Demonstrations are expected in Las Terrenas (in the Samaná Peninsula in the north of the country) over electricity prices and distribution. Demonstrations are scheduled for 3 December and every subsequent Wednesday, but protests could occur anytime. Previous demonstrations on the same issue have resulted in deaths. Avoid all large gatherings as they could turn violent without notice. Take care and monitor local news reports.
Cases of Chikungunya virus have been confirmed in the Dominican Republic and the number of reported cases in the region is increasing. You should take steps to avoid being bitten by mosquitoes. For more details about this outbreak, see the website of the National Health Network and Centre.

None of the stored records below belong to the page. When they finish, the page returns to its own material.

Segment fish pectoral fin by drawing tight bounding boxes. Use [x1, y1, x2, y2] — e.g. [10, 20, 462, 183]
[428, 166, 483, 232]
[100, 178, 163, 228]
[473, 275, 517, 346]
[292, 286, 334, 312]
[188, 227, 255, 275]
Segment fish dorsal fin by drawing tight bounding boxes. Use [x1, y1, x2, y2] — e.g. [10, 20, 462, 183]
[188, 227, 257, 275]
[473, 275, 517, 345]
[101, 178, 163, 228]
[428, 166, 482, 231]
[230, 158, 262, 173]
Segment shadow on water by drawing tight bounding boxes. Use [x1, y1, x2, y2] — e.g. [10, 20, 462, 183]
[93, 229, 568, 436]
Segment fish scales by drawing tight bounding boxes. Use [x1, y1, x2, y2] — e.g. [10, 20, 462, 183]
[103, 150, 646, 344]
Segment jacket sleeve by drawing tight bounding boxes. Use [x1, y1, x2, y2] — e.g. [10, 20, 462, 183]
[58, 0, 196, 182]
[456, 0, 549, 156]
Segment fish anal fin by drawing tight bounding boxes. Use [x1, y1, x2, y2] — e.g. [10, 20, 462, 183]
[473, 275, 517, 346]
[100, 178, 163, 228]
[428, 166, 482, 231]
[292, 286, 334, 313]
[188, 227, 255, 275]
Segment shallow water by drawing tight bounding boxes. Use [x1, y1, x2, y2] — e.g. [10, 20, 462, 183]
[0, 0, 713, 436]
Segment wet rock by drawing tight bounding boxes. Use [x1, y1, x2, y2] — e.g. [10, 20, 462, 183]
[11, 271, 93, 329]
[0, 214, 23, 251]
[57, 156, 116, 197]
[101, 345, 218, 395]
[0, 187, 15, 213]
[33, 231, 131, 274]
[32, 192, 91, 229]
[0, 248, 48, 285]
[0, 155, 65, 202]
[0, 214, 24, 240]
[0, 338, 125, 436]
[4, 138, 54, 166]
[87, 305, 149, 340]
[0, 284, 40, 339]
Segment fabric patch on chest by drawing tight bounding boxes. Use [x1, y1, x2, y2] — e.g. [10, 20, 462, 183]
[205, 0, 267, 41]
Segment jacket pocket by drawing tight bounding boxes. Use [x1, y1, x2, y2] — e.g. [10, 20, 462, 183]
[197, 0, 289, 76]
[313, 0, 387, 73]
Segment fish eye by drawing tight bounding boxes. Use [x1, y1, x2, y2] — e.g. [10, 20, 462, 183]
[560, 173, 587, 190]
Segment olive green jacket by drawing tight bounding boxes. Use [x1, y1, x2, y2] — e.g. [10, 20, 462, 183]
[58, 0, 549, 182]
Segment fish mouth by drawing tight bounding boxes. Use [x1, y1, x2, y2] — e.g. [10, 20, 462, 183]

The hurricane season in the Dominican Republic runs from June to November. You should monitor weather updates and track the progress of approaching storms. See Hurricanes.
108,300 British nationals visited the Dominican Republic in 2013. Most visits are trouble-free, but there are incidents of crime and violence. See Crime.
Don’t become involved with illegal drugs of any kind. There are severe penalties for all drug offences. A number of British nationals are serving prison sentences for attempting to traffic drugs. See Local laws and customs.
Credit card cloning and fraud are common. It’s generally safer to use cash. See Money.
There is a low threat from terrorism in Dominican Republic. See Terrorism
The Overseas Business Risk service offers information and advice for British companies operating overseas on how to manage political, economic, and business security-related risks.
Take out comprehensive travel and medical insurance before you travel.